Für den Grundwehrdienst einigte man sich auf das Modell „6 plus 3″: Der Dienst wird um drei Monate verlängert, unmittelbar daran anschließend sind verpflichtende Truppenübungen vorgesehen, und innerhalb eines Zeitraums von zehn Jahren sind zusätzliche Milizübungen zu absolvieren. Um den Dienst beim Bundesheer attraktiver zu gestalten, werden erstmals Urlaubstage für Grundwehrdiener eingeführt; die monatliche Vergütung steigt auf 1.000 Euro. Bisher lag die Vergütung bei rund 600 Euro pro Monat. In Kraft treten soll das neue Modell mit Jänner 2027.
Streit um Zivildienst
Während ÖVP, SPÖ und Neos beim Grundwehrdienst rasch auf einen gemeinsamen Nenner kamen, gestalteten sich die Verhandlungen über den Zivildienst bis zuletzt schwierig. Die Neos lehnten eine verpflichtende Verlängerung des Ersatzdienstes ab, die ÖVP hingegen drängte auf eine Ausdehnung auf zwölf Monate.
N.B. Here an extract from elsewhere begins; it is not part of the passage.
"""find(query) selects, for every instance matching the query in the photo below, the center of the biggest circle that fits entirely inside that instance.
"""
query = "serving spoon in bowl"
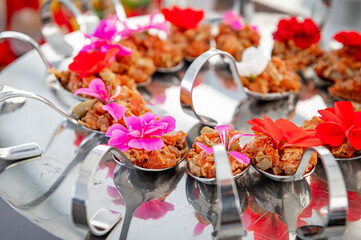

Der erzielte Kompromiss sieht nun ein „9 plus 2″-Modell vor, bei dem die zusätzlichen zwei Monate in Abstimmung mit der jeweiligen Einrichtung zeitlich flexibel absolviert werden können. Im ersten Jahr bleibt diese Verlängerung freiwillig; ab dem zweiten Jahr greift eine sogenannte Wehrdienst-Garantie. Sinkt die Zahl der Grundwehrdiener um mehr als 7,5 Prozent unter die Marke von 15.000, wird die Verlängerung des Zivildienstes verpflichtend.
Zweidrittelmehrheit nötig
Im nächsten Schritt wollen die Koalitionsparteien das Gespräch mit der Opposition suchen, um die für eine Beschlussfassung erforderliche Zweidrittelmehrheit im Parlament sicherzustellen. Die freiwillige Verlängerung des Zivildienstes ist bereits im Regierungsprogramm verankert und könnte unmittelbar umgesetzt werden.
Eine verpflichtende Regelung hingegen bedarf zwingend der Zustimmung von zwei Dritteln der Abgeordneten.